Compensatie voor slachtoffers van corruptie Oezbekistan
Wat betreft de toekomstige bestemming van de hierboven genoemde 850 miljoen dollar die het Amerikaanse ministerie verbeurd wil laten verklaren hebben de Oezbeekse activisten al een concreet idee. Gezien de betrokkenheid van de Oezbeekse regering bij de omkoping kan het geld dus niet naar de Oezbeekse staat. In plaats daarvan moeten deze middelen gebruikt worden om via een fonds slachtoffers te compenseren, dat wil zeggen de bevolking van Oezbekistan.
Een voorbeeld van een dergelijk slachtofferfonds op basis van onrechtmatig verkregen middelen is het Bota Fund in Kazakhstan. Het Bota Fund werd in 2007 met geld opgericht dat van een Zwitserse bankrekening in beslag was genomen. Het ging daarbij om steekpenningen die betaald waren om toegang te krijgen tot de Kazachse oliemarkt. De regeringen van de Verenigde Staten, Zwitserland en Kazachstan kwamen toen overeen de inbeslaggenomen 84 miljoen dollar in een onafhankelijke stichting te stoppen. Deze stichting moest programma’s ondersteunen die gericht zijn op het helpen van arme kinderen. Met de Kazachse regering is toen afgesproken dat zij zich niet met de stichting zou bemoeien.

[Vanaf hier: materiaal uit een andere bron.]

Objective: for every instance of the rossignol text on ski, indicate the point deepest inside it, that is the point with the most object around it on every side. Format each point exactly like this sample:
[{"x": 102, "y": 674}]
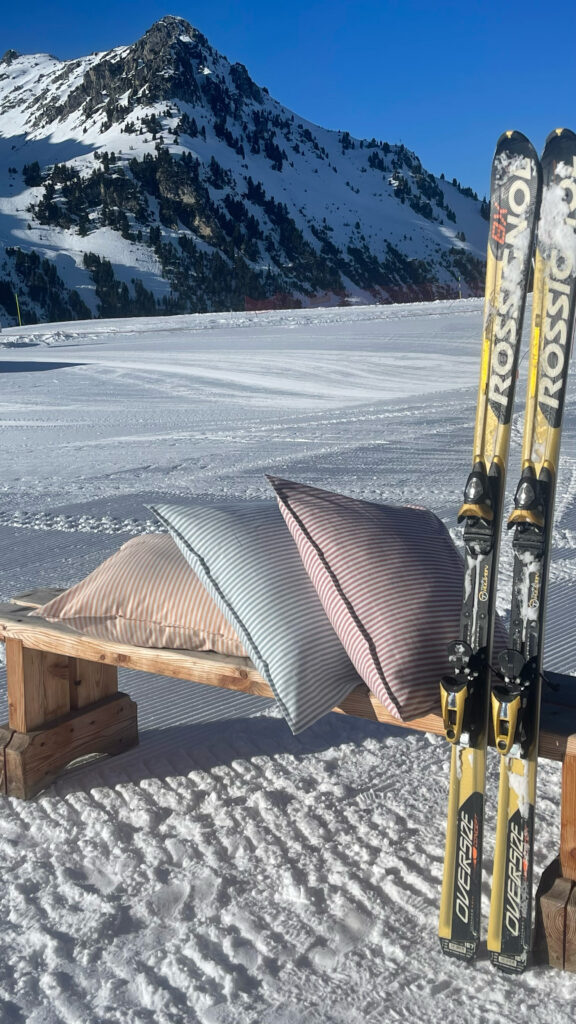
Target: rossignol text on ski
[
  {"x": 516, "y": 697},
  {"x": 516, "y": 188}
]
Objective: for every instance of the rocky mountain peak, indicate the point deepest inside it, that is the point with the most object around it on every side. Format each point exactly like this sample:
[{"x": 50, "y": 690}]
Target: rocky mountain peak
[{"x": 10, "y": 56}]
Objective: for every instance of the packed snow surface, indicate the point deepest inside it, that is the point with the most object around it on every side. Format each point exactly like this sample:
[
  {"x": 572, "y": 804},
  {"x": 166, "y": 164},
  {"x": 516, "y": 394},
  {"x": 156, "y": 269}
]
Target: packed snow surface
[{"x": 224, "y": 871}]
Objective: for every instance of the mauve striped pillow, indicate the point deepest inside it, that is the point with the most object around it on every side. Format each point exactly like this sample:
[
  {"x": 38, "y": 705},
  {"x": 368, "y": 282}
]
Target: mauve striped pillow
[
  {"x": 391, "y": 582},
  {"x": 148, "y": 595}
]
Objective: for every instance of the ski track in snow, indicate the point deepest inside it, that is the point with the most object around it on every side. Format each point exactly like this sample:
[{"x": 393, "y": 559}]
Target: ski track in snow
[{"x": 225, "y": 871}]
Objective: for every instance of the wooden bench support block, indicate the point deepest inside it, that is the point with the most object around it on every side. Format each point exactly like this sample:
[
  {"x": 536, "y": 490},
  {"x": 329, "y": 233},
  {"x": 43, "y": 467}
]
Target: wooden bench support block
[
  {"x": 551, "y": 899},
  {"x": 30, "y": 761}
]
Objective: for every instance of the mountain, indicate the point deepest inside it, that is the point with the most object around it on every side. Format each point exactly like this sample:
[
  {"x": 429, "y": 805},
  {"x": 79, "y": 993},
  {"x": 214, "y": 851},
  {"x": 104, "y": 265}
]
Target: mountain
[{"x": 159, "y": 177}]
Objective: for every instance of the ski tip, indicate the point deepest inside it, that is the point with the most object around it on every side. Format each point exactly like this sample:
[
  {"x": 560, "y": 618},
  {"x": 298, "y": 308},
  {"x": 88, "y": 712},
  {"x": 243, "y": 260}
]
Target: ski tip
[{"x": 559, "y": 141}]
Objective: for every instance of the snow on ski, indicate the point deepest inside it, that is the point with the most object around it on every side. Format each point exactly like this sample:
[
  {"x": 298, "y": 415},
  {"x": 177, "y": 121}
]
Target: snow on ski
[
  {"x": 516, "y": 700},
  {"x": 516, "y": 185}
]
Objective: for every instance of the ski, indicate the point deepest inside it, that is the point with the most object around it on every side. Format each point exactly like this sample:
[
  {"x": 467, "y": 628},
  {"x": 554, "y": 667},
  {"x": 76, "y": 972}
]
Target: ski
[
  {"x": 516, "y": 185},
  {"x": 516, "y": 698}
]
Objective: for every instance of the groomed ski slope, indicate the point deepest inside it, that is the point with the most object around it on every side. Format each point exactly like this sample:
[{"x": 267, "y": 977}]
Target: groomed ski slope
[{"x": 224, "y": 871}]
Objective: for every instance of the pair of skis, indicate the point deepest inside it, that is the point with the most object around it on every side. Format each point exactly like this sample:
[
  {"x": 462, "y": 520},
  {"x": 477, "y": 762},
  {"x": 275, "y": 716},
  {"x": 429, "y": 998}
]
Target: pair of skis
[{"x": 529, "y": 199}]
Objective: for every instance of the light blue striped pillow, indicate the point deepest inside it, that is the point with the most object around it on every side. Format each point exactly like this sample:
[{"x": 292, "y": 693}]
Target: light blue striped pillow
[{"x": 247, "y": 560}]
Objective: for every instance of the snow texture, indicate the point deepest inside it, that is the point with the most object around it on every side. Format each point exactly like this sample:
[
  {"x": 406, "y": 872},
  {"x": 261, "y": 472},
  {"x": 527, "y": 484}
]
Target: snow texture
[{"x": 225, "y": 871}]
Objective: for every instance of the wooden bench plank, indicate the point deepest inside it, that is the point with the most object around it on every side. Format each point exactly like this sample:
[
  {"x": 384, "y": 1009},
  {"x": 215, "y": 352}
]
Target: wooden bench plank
[{"x": 229, "y": 672}]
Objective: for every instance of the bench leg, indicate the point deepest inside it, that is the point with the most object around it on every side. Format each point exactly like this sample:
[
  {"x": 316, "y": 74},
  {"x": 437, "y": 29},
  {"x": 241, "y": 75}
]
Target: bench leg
[
  {"x": 59, "y": 709},
  {"x": 556, "y": 899}
]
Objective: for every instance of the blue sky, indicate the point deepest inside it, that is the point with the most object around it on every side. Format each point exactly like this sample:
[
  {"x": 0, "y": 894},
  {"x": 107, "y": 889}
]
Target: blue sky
[{"x": 443, "y": 78}]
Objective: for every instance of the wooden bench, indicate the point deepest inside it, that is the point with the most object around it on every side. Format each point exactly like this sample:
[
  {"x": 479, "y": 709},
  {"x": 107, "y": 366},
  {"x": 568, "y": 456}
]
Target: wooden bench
[{"x": 64, "y": 705}]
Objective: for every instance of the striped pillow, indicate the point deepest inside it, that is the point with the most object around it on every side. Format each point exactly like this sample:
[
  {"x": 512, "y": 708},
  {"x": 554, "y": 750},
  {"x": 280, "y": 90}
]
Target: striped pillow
[
  {"x": 146, "y": 594},
  {"x": 247, "y": 560},
  {"x": 391, "y": 582}
]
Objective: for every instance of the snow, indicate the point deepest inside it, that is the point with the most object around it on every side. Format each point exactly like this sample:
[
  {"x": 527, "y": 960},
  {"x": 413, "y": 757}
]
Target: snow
[
  {"x": 225, "y": 871},
  {"x": 355, "y": 200}
]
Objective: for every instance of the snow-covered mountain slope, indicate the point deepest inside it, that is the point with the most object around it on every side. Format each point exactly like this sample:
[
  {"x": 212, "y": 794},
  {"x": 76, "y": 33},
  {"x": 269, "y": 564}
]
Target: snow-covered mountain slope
[{"x": 160, "y": 177}]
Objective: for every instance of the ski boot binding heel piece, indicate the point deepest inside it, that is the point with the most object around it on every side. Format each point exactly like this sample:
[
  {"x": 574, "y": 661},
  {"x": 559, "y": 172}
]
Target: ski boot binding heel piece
[
  {"x": 455, "y": 691},
  {"x": 478, "y": 500}
]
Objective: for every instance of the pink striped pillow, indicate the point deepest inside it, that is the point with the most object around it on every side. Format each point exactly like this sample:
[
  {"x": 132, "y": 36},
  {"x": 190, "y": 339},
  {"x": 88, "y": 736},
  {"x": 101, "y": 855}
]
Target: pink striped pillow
[
  {"x": 391, "y": 582},
  {"x": 147, "y": 595}
]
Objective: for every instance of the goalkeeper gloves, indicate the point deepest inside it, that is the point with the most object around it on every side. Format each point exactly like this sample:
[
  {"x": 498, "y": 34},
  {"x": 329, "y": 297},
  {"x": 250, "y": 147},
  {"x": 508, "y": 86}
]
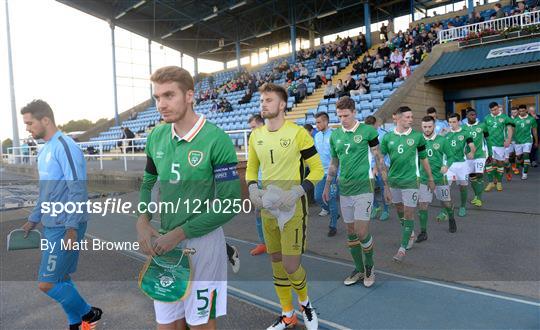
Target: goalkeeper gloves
[{"x": 255, "y": 195}]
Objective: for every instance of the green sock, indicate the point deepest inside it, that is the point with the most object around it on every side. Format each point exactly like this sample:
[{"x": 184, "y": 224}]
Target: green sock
[
  {"x": 367, "y": 247},
  {"x": 450, "y": 211},
  {"x": 463, "y": 195},
  {"x": 406, "y": 231},
  {"x": 479, "y": 185},
  {"x": 356, "y": 252},
  {"x": 422, "y": 215}
]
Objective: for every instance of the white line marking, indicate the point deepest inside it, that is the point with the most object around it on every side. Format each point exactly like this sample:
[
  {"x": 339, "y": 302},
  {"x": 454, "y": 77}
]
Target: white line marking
[
  {"x": 448, "y": 286},
  {"x": 142, "y": 257}
]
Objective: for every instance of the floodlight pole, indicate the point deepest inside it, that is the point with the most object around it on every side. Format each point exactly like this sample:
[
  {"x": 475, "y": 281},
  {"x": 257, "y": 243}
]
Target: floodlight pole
[
  {"x": 16, "y": 143},
  {"x": 367, "y": 22},
  {"x": 292, "y": 19},
  {"x": 115, "y": 91}
]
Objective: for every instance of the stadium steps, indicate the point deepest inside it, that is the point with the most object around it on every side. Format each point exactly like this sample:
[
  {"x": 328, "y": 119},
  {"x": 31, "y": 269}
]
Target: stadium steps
[
  {"x": 312, "y": 101},
  {"x": 416, "y": 93}
]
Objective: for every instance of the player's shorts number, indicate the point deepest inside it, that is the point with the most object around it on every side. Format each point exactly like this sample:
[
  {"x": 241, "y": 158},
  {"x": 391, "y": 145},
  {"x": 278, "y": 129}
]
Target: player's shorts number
[
  {"x": 51, "y": 262},
  {"x": 174, "y": 170}
]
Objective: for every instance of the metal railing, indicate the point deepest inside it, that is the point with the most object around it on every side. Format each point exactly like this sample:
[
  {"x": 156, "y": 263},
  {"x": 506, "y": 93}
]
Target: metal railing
[
  {"x": 500, "y": 24},
  {"x": 28, "y": 154}
]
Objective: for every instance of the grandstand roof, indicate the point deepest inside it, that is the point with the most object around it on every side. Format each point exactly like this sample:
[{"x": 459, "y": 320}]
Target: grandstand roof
[
  {"x": 197, "y": 32},
  {"x": 474, "y": 60}
]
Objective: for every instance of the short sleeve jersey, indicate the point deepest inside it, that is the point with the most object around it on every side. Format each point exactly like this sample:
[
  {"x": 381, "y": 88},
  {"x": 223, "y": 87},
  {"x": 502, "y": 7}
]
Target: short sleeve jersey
[
  {"x": 496, "y": 126},
  {"x": 457, "y": 144},
  {"x": 281, "y": 154},
  {"x": 352, "y": 148},
  {"x": 436, "y": 149},
  {"x": 479, "y": 134},
  {"x": 188, "y": 169},
  {"x": 524, "y": 126},
  {"x": 404, "y": 150}
]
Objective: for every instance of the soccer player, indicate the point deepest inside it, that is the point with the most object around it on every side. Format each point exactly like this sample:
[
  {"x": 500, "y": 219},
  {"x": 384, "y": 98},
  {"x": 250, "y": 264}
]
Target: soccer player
[
  {"x": 350, "y": 148},
  {"x": 322, "y": 143},
  {"x": 510, "y": 163},
  {"x": 196, "y": 162},
  {"x": 436, "y": 150},
  {"x": 254, "y": 122},
  {"x": 282, "y": 150},
  {"x": 501, "y": 129},
  {"x": 461, "y": 148},
  {"x": 480, "y": 136},
  {"x": 525, "y": 124},
  {"x": 405, "y": 147},
  {"x": 62, "y": 179}
]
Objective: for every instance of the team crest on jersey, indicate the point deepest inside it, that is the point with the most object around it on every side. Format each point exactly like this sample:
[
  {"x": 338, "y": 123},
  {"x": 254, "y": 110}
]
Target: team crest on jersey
[
  {"x": 165, "y": 281},
  {"x": 195, "y": 157}
]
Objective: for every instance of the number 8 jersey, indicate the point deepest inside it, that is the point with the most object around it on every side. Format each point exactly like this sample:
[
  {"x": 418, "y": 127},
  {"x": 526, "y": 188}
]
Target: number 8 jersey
[{"x": 404, "y": 150}]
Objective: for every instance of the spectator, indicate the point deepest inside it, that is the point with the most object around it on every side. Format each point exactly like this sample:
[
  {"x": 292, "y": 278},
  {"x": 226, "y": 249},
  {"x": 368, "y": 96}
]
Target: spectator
[
  {"x": 392, "y": 73},
  {"x": 396, "y": 56},
  {"x": 329, "y": 90},
  {"x": 383, "y": 33},
  {"x": 340, "y": 89},
  {"x": 404, "y": 70},
  {"x": 499, "y": 13}
]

Het lijkt erop dat de Oezbeekse regering in ieder geval tegenwoordig niet akkoord zal gaan met een dergelijke oplossing. De Oezbeekse regering meent zelf recht te hebben op het bedrag. Een meer praktisch obstakel is dat sinds 2004-2007 het grootste deel van de stichtingen en NGOs in Oezbekistan zijn vernietigd. De overgebleven organisaties zijn over het algemeen op enige wijze verbonden met de regering, en komen derhalve niet in aanmerking voor een dergelijke taak.
In hun brief vragen de Oezbeekse activisten daarom om het bevriezen van de 850 miljoen dollar in een trust, bijvoorbeeld onder beheer van de eerder genoemde zeven regeringen en het maatschappelijk middenveld in Oezbekistan. Zodra de structuren in Oezbekistan verbeterd zijn, zou het geld moeten worden ingezet ten behoeve van de slachtoffers van corruptie, zo de activisten.
Georkestreerde verkiezingen met een sprankeltje hoop
De brief van de activisten komt in een tijd van mogelijke beweging in het centraal-Aziatische land. Sinds afgelopen zondag heeft Oezbekistan een nieuwe president. Sjavkat Mirzijojev was sinds het overlijden van president Islam Karimov al interim-president. De voormalig president, Karimov, regeerde het land sinds de onafhankelijkheid van Oezbekistan in 1991 met strakke hand.
Mensenrechtenschendingen en systematische corruptie waren en zijn wijdverbreid. Internationale organisaties zijn al jaren geleden het land uitgestuurd. Ook de recente verkiezingen waren volgens de OSCE grotendeels door de autoriteiten georkestreerd. Mirzijojev won met maar liefst 88,6% bij een opkomst van 87.83%. Sommige Oezbeekse dissidenten koesteren desondanks de hoop dat hun land met de nieuwe leider een betere toekomst tegemoet gaat. Mocht daadwerkelijk positieve verandering in het verschiet liggen, dan moeten ook de slachtoffers van corruptie daarvan profiteren.